18th July 2012
The 2012 Formula Student competition, which took place between 11th-15th of July at the Silverstone race circuit in the UK, has resulted in a victory for the Chalmers Formula Student team from Chalmers University of Technology, Sweden. The team made extensive use of lightweight composite materials to maximize their vehicles performance.
Formula Student is the world’s largest competition for engineers, and is described as: “The competition challenges student engineers to design, build and race a single seat racing car in one year. The cars are then judged on their speed, acceleration, handling and endurance in a series of time-trial races, while the teams are tested on their design, costing and business presentation skills”
Sweden based composite manufacturer, Oxeon, supported the Chalmers Formula student team and supplied them with their TeXtreme carbon reinforcement technology. TeXtreme fabrics have been successfully used in Formula 1 for many years to save weight and improve mechanical performance.
“We have used TeXtreme in basically all carbon composite parts on the car. The stiffness surpasses our demands which give an advantage regarding performance”, said Jens Kjellerup, member of the Chalmers Formula Student. “The benefits of TeXtreme is that it is light and strong, our composite parts weighs considerably less compared to using other carbon materials. During the competition the officials and judges estimated our wing package was 17kg, but they were wrong, it weighs only 10kg, thanks to TeXtreme.”
”Chalmers University’s car is a masterpiece of engineering that makes a worthy winner. As well as being one of the fastest cars, it also performed consistently and impressively in the static events.” Andrew Deakin, Formula Student Vice Chairman, comments.

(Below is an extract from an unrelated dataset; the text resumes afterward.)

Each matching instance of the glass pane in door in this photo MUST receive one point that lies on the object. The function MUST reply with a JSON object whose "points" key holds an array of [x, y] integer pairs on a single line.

Four of the top five teams in Formula Student 2012 are using TeXtreme as their principal composite reinforcement, leading to notable results. According to Oxeon, TeXtreme carbon fabrics reduce weight on composite parts by 20-30% compared to conventional fabrics. This is made possible due to Oxeon’s novel Spread Tow- and Tape Weaving Technologies; spreading yarns into thin tapes and weaving the tapes into a fabric. In any given area more fibers can be packed in tape form than in a yarn. A woven material comprising interlacing fibrous tapes, instead of yarns, displays a substantially reduced number of interstices/openings. This means that a tape woven structure presents less accumulation of matrix at the interstices and hence increased fiber volume fraction.